Key Takeaways: Population and Migration

  1. British economist Thomas Malthus coined the term overpopulation in the late 1700s. Malthus suggested that the world’s population was growing faster than the rate of food production, and as a result, mass starvation would occur. Malthus was correct in his assumption about world population increase but was incorrect in his assessment of agriculture’s inability to produce sufficient food. Neo-Malthusians today believe that humanity is ripe for another population calamity.
  2. The demographic transition model is a tool demographers use to categorize countries’ population growth rates and economic structures. The model analyzes birth rates, death rates, and total population trends in a society at a given point of time.
  3. The world’s population is growing exponentially. Most of the growth is occurring in less developed countries (LDCs). More developed countries (MDCs) are either at or near zero population growth.
  4. Population pyramids show the age and sex demographics of a particular country, city, or neighborhood. Inverted pyramids indicate a large percentage of elderly persons in the community. A large base indicates a lot of children in the society and could indicate a less developed country.
  5. There are four primary push and pull factors: economic, political, environmental, and social indicators. Each of these factors has caused millions of people to move.

Population and Migration Key Terms

Factors Affecting Population

  • Demography: The study of population characteristics. Birth rate: The number of births per 1,000 people in the population.
  • Death rate: The number of deaths per 1,000 people in the population. Population explosion: A crisis in which population growth occurs in countries ill- prepared to handle the growing numbers of people.
  • Ecumene: The term for habitable land, which includes land with adequate water sources, relatively flat terrain, and available human food sources.
  • Underpopulation: The surplus of necessary resources to meet the needs of the population of a defined area.
  • Overpopulation: The lack of necessary resources to meet the needs of the population of a defined area.
  • Carrying capacity: The ability of the land to sustain a certain number of people.
  • Environmental degradation: The harming of the environment, which occurs when more and more humans inhabit a specific area and place a strain on the environmental resources.

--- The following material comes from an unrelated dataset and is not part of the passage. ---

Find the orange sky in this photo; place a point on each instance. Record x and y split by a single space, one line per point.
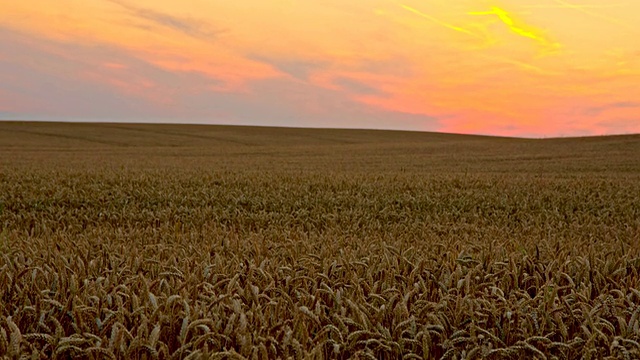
524 68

Population Distribution and Density

  • Arithmetic density: Divides the entire population of a country by the total land area to come up with a population density for the country as a whole.
  • Physiologic density: A more accurate way to measure a country’s population density by only taking into account land that is used by humans.

Population and Growth

  • Thomas Malthus: British reverend who concluded that population was growing at a faster rate than productivity in the late 1700s; coined the term overpopulation.
  • Linear growth: Growth that occurs evenly across each unit over time. Exponential growth: Growth as a percentage of the total population.
  • Neo-Malthusian: Those who are critical of the demographic transition model.